O caso paradigmático envolvia uma empresa estabelecida em Contagem (MG), responsável pelo corte e requalificação de chapas de aço fornecidas pelo contratante. Embora a municipalidade entendesse aplicável o subitem 14.05 da Lista de Serviços anexa à Lei Complementar nº 116/2003 — que abrange galvanoplastia, corte, recorte, beneficiamento e atividades congêneres —, o STF reconheceu que, quando o bem retorna ao encomendante para prosseguir no processo industrial ou ingressar no comércio, o tratamento conferido pela lei complementar desvirtua a materialidade do ISS e viola a repartição constitucional de competências.

No plano dogmático, a decisão ratifica que o conceito de “serviço”, para fins do art. 156, III, da Constituição Federal, pressupõe uma prestação imaterial consumida pelo tomador. Destarte, se o cerne da atividade consiste na transformação física de mercadoria integrante de uma cadeia industrial, configura-se industrialização, sujeita à disciplina do IPI. A hermenêutica adotada pela Corte Suprema rejeita a expansão infraconstitucional do conceito de serviço e preserva a lógica da não-cumulatividade do sistema tributário, evitando que, sobre o mesmo fato gerador, coexistam ISS e IPI em flagrante bitributação, o que seria manifestamente lesivo ao pacto federativo.

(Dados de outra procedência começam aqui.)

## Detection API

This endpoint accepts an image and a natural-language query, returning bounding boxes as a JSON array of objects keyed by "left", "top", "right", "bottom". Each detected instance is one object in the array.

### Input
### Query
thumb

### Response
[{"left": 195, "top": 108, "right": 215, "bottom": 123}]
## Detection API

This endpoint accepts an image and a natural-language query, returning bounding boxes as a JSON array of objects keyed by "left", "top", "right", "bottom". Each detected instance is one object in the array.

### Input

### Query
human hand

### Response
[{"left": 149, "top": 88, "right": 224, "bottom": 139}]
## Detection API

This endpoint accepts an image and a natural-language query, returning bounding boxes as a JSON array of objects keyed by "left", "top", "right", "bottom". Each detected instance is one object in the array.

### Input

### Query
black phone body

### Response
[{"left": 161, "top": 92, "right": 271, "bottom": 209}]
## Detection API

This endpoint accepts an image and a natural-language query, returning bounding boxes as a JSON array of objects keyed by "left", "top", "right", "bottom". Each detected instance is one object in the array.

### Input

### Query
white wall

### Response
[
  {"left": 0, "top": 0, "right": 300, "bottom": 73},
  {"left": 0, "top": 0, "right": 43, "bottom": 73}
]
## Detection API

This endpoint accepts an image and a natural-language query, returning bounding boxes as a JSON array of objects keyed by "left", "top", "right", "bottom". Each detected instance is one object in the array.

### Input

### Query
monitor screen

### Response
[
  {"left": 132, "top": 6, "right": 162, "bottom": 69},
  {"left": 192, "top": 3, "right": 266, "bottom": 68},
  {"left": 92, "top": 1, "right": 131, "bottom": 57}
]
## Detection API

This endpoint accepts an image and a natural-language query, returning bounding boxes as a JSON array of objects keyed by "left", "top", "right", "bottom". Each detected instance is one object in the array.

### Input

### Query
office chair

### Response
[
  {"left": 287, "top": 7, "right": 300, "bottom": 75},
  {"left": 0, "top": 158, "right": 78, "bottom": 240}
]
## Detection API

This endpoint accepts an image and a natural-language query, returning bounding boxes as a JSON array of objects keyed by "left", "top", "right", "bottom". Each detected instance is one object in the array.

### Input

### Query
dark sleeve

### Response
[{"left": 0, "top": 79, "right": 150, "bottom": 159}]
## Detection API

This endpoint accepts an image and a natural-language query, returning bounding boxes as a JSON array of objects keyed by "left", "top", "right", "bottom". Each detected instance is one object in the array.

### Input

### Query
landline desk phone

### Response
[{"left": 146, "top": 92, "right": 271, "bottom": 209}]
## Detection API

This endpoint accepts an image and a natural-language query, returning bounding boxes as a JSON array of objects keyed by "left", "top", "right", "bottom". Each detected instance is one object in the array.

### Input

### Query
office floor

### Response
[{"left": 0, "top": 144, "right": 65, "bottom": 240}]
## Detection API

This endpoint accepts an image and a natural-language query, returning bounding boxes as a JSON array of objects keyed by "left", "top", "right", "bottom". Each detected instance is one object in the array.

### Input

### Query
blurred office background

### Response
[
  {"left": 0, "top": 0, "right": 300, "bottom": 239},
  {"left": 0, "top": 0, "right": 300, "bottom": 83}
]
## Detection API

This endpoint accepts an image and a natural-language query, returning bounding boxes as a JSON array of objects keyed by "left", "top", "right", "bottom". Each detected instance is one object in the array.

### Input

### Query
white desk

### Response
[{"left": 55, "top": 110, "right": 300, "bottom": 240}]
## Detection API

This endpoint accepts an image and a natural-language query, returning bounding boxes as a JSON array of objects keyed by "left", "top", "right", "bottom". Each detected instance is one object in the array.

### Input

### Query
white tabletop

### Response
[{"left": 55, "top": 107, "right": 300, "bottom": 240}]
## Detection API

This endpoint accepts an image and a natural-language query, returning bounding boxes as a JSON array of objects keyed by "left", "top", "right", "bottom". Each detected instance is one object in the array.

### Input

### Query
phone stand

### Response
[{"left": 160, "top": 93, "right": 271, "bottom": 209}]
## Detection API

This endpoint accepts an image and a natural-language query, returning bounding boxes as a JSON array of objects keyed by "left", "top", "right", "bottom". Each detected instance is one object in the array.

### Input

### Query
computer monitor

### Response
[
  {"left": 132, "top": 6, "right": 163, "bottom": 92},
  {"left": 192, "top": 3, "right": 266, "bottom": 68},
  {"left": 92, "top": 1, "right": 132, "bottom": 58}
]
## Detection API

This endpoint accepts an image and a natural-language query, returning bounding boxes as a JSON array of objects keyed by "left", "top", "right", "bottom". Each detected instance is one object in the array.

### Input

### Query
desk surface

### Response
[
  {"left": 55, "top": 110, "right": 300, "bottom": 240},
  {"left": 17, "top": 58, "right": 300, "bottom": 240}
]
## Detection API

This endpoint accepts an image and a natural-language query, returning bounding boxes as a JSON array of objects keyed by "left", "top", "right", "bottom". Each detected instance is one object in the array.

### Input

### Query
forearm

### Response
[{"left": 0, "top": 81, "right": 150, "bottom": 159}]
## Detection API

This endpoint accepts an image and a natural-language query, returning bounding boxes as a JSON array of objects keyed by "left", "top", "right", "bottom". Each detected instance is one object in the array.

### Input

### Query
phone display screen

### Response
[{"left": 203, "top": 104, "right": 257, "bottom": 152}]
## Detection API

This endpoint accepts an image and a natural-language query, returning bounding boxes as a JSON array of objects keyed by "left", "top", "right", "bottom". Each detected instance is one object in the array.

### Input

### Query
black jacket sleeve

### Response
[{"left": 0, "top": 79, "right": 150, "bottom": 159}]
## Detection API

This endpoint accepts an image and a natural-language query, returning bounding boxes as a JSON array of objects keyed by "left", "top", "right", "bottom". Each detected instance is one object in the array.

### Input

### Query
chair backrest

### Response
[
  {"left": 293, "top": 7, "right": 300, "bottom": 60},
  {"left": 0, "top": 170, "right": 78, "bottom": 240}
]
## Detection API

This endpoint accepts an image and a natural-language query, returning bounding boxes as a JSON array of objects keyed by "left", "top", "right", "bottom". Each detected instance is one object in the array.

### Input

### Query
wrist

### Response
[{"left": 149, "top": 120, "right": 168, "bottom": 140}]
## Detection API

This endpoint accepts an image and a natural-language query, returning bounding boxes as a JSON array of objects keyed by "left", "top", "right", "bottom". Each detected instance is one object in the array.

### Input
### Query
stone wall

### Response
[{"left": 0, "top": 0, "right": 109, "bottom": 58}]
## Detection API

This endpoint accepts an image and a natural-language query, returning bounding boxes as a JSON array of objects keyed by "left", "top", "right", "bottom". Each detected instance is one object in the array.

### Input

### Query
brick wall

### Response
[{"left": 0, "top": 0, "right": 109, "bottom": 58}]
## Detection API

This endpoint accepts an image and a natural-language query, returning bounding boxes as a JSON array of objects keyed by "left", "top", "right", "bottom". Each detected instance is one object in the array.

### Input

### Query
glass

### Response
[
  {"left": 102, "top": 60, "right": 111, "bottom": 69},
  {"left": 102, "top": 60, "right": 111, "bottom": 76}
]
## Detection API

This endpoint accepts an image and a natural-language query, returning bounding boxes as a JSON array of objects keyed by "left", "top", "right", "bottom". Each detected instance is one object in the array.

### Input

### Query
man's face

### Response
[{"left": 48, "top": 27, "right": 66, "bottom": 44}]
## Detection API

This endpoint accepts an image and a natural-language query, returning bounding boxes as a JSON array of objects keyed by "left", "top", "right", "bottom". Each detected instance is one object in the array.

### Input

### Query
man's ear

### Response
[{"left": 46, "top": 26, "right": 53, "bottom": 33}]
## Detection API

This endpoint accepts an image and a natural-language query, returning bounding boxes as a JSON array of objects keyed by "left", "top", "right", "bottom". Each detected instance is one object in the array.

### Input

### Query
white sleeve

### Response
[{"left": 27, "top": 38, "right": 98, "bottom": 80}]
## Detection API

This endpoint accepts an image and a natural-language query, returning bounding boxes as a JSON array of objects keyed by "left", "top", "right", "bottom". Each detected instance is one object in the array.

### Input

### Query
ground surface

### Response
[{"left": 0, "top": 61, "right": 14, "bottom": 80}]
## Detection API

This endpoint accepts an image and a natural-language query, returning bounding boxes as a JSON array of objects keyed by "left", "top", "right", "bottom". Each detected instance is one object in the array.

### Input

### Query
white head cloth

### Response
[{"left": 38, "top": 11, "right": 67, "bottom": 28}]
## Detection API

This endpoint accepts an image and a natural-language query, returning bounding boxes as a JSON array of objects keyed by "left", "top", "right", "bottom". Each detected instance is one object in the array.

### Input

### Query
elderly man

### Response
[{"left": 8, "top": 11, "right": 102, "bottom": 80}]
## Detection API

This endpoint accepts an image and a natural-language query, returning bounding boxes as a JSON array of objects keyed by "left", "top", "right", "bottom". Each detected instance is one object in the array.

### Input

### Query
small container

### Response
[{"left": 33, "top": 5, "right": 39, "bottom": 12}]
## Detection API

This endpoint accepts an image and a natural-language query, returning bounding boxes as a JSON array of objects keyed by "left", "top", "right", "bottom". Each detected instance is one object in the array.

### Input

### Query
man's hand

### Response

O Tribunal, em sua sabedoria, modulou os efeitos da decisão, visando resguardar a confiança legítima dos contribuintes. Manteve válidos os recolhimentos pretéritos de ISS até a véspera da publicação da ata de julgamento e limitou a 20% as multas moratórias eventualmente exigíveis, sem prejuízo do direito à repetição de indébito nos casos de efetiva superposição com o IPI. Essa opção de temperança reforça a função estabilizadora da jurisdição constitucional, assegurando uma transição equilibrada entre o regime pretérito e a ordem jurídico-tributária ora reafirmada.

Do ponto de vista sistêmico, o precedente projeta segurança jurídica ao ambiente de negócios, pois afasta a incerteza quanto à natureza fiscal de inúmeras operações de beneficiamento, galvanoplastia, pintura, recondicionamento e atividades similares, notadamente nos setores da indústria de base metálica, têxtil e de embalagens. Para a Fazenda Nacional, a recondução da industrialização por encomenda à esfera do IPI representa a preservação da coerência vertical do sistema tributário. Para os municípios, impõe-se a observância da disciplina constitucional que veda a incidência do ISS sobre a circulação de mercadorias. Ademais, há repercussões significativas sobre a contabilidade de estoques, o creditamento do IPI e o planejamento tributário de cadeias produtivas complexas.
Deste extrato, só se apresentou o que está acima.